The manufacturing industry and other trade-exposed industries are the early winners of the switch to an emissions trading scheme (ETS) according to several business groups. However analysts’ opinions are still divided as to whether the ETS will really benefit businesses or not.
The Rudd Government announced over the weekend that it will fast forward the move from a fixed carbon price to an emissions trading scheme next year, a year ahead of schedule.
The ETS scheme would mean that the carbon price would fall to about $6-10 a tonne from the previous carbon tax of $24.15, matching Europe’s carbon prices and benefiting manufacturing.
Australian Industry Group Chief Executive Innes Willox believes the commencement of emissions trading is a positive move that will cut business costs while at the same time achieve the goal of meeting emissions targets.
In an article on Business Review Weekly, Willox says the biggest winners in the Federal Government’s decision are industries like foundries and food processors.

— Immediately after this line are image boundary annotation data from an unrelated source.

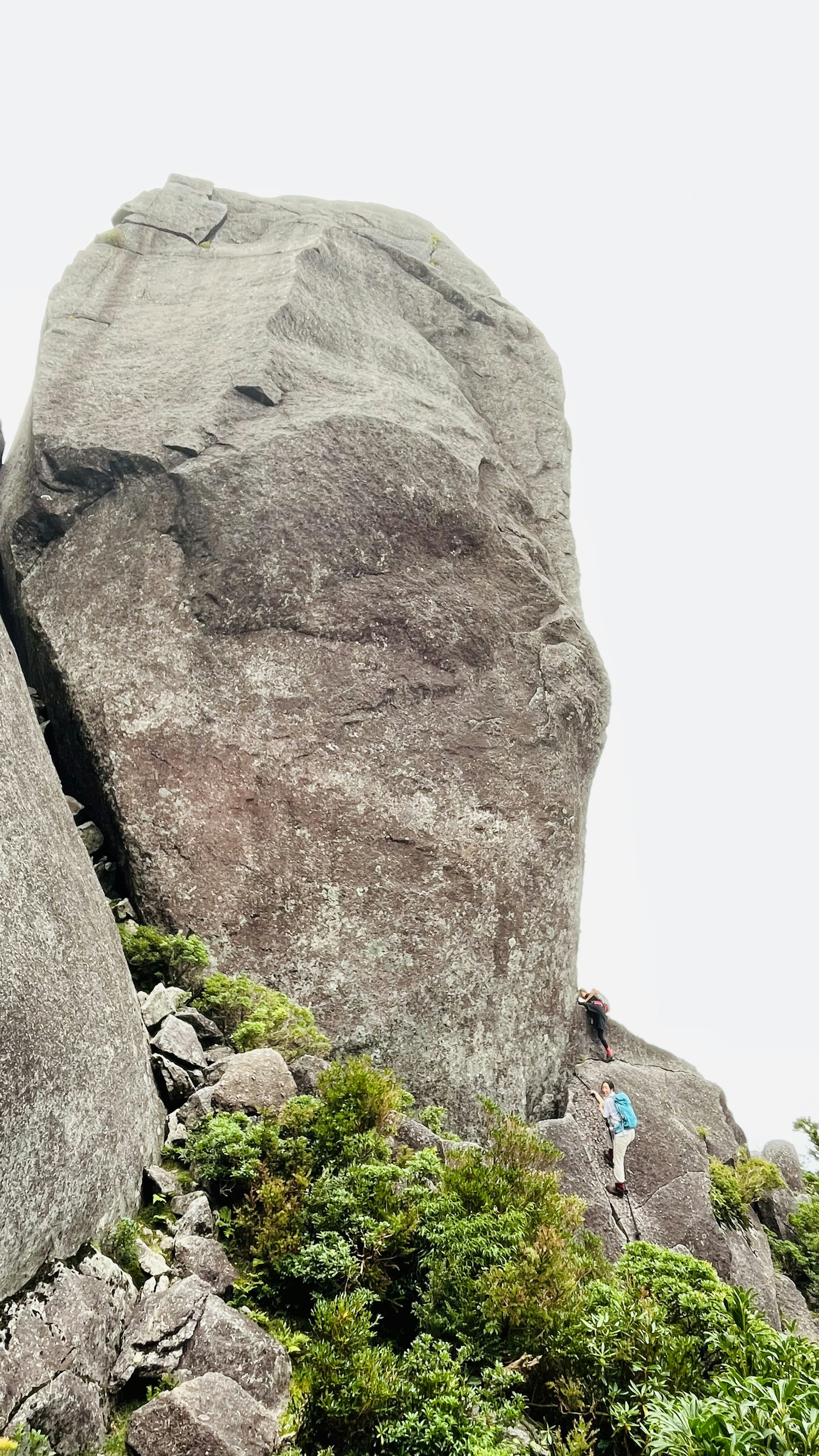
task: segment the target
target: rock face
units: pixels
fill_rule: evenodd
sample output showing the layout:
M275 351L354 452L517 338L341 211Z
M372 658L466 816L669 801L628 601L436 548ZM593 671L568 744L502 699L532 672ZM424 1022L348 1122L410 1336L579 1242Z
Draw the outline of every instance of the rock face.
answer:
M568 462L554 354L428 223L175 178L55 288L4 470L20 649L143 919L462 1128L567 1064L608 711Z
M131 1213L163 1118L131 977L0 625L0 1297Z
M0 1434L19 1423L57 1456L98 1450L108 1386L137 1291L102 1254L58 1264L0 1309Z
M724 1229L711 1208L710 1156L729 1162L745 1143L724 1093L688 1061L651 1047L612 1021L611 1044L616 1056L606 1064L580 1016L584 1024L584 1015L579 1013L576 1047L586 1056L574 1067L565 1115L538 1124L564 1155L564 1192L586 1198L586 1222L602 1236L611 1259L631 1239L708 1259L721 1278L753 1289L759 1309L780 1329L771 1251L759 1220L752 1214L748 1232ZM592 1096L606 1077L628 1093L640 1123L625 1163L628 1200L606 1192L614 1175L603 1155L611 1142ZM707 1137L700 1128L707 1130Z

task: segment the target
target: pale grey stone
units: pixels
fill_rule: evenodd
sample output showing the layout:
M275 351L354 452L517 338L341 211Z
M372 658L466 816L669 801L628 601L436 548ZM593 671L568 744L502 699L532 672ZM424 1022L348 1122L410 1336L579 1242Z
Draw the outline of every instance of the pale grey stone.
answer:
M213 1111L213 1088L200 1088L187 1102L182 1104L176 1117L188 1127L197 1127Z
M85 824L77 824L77 834L80 836L89 855L96 855L98 849L102 849L105 844L105 834L93 823L93 820L87 820Z
M769 1159L772 1162L772 1159ZM774 1287L783 1328L796 1325L797 1335L819 1344L819 1322L810 1313L804 1294L796 1287L787 1274L774 1273Z
M197 1274L216 1294L226 1294L238 1277L222 1245L197 1233L176 1235L172 1271L181 1277Z
M179 1174L171 1168L162 1168L160 1163L146 1168L144 1181L149 1192L159 1192L163 1198L171 1198L181 1191Z
M793 1192L804 1192L802 1163L793 1143L787 1143L783 1137L772 1139L769 1143L765 1143L762 1158L767 1158L769 1163L777 1165Z
M55 738L147 922L459 1131L549 1115L608 712L558 363L423 218L192 182L67 268L3 470Z
M159 1278L160 1274L168 1274L168 1259L159 1252L159 1249L152 1249L150 1243L146 1243L144 1239L138 1238L136 1239L136 1248L137 1262L143 1274L150 1275L150 1278Z
M213 1233L213 1213L204 1192L198 1192L178 1219L176 1235L179 1233Z
M99 1450L105 1440L108 1399L98 1386L80 1380L70 1370L29 1395L15 1411L9 1434L17 1425L42 1431L54 1456L79 1456Z
M119 935L1 625L0 943L3 1297L138 1207L162 1108Z
M290 1393L290 1360L284 1345L238 1309L211 1294L179 1363L179 1379L219 1370L248 1395L281 1415Z
M324 1057L305 1056L290 1063L290 1073L303 1096L319 1096L319 1077L331 1066Z
M136 1299L130 1275L95 1252L0 1305L0 1431L28 1421L66 1456L96 1449Z
M189 999L191 993L184 992L181 986L163 986L162 981L157 981L141 1006L146 1026L159 1026L166 1016L173 1016L178 1008Z
M181 1107L194 1095L194 1083L184 1067L176 1066L169 1057L154 1054L150 1059L163 1101L169 1108Z
M210 1286L195 1274L162 1293L143 1293L125 1328L111 1388L121 1389L136 1370L146 1377L176 1370L210 1293Z
M278 1423L235 1380L205 1374L141 1405L128 1421L128 1456L271 1456Z
M163 1057L184 1061L187 1067L207 1067L205 1056L194 1028L178 1016L166 1016L150 1038L152 1047Z
M179 1021L191 1024L203 1047L205 1047L210 1041L222 1041L222 1032L216 1022L211 1021L210 1016L205 1016L201 1010L197 1010L195 1006L184 1006L176 1012L176 1015Z
M284 1057L271 1047L232 1057L213 1089L214 1112L278 1112L296 1096Z

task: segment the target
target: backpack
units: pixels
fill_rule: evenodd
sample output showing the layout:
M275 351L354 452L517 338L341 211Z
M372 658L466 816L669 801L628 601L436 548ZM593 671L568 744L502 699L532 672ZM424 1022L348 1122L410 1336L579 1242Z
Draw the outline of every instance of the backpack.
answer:
M622 1133L627 1127L637 1127L637 1114L631 1105L631 1098L625 1092L615 1092L615 1107L619 1117L618 1133Z

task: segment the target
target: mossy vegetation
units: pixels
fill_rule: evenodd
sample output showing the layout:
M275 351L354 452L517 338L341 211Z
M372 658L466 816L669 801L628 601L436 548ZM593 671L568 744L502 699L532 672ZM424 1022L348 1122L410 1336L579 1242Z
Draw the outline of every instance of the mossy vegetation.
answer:
M485 1146L444 1165L396 1143L410 1104L351 1059L319 1096L211 1117L181 1153L219 1207L235 1303L291 1351L303 1456L510 1456L522 1423L564 1456L819 1449L799 1444L815 1347L688 1255L631 1243L608 1265L522 1120L485 1104ZM759 1162L729 1169L732 1210L777 1185Z
M306 1006L249 976L208 976L195 1005L222 1028L236 1051L274 1047L286 1061L306 1053L324 1057L329 1051L328 1038Z
M119 927L122 951L134 983L149 992L157 981L203 973L210 964L207 945L198 935L163 935L152 925L127 922Z
M764 1158L751 1158L740 1147L736 1163L711 1158L711 1207L726 1229L748 1229L751 1206L769 1188L784 1188L780 1169Z

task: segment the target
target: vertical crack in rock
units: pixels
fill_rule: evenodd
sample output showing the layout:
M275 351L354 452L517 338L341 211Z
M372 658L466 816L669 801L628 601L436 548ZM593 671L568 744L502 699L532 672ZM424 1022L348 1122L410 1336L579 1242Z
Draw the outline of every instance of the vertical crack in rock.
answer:
M114 221L0 491L63 770L143 917L340 1050L463 1131L563 1105L608 686L554 354L404 213L172 178Z

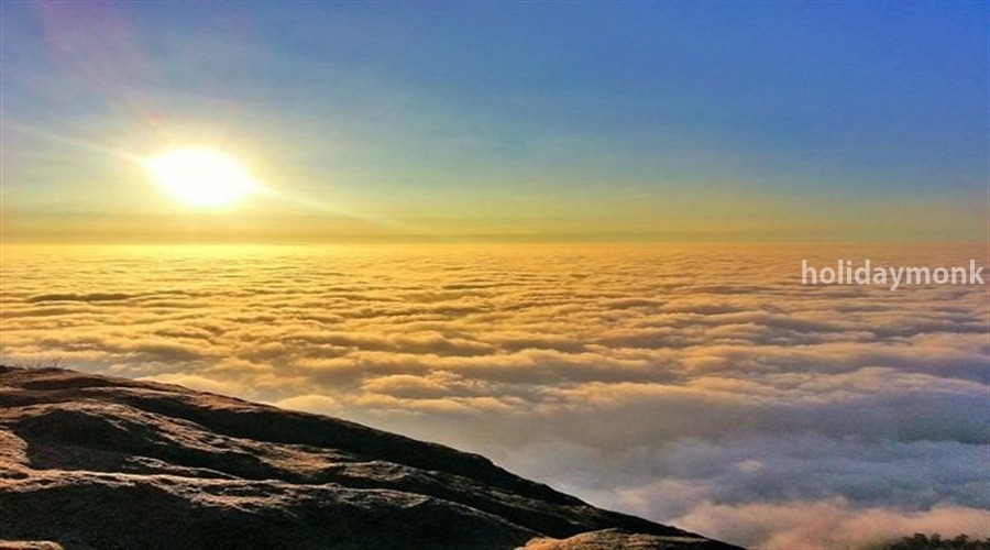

“They have been absorbing costs that are very material to their businesses, but are not large enough to qualify for free permit allocation.
“The move will lower costs on business, improve businesses’ capacity to invest, innovate and create jobs, without detracting from the objective of reducing emissions in line with Australia’s targets.”
According to the BRW report, Grattan Institute economist Tony Wood says businesses will be “better off then [sic] before they started this whole process.”
“Because the government and the Coalition have the same emissions reduction target, a market-based climate policy is better for business as action is inevitable,” says Wood.
However, ACCI chief economist Chris Evans says the decision to switch to ETS would likely continue the trend of uncertainty that businesses are facing and that a low carbon price could only be around temporarily.
“We know from experience that ETS prices are notoriously volatile,” he said. “Those advocating for an ETS should recall the European price was above $40 in 2008,” Evans said.
European carbon price fell due to an oversupply of emissions permits and the simultaneous decline in economic activity during the global financial crisis, according to BRW.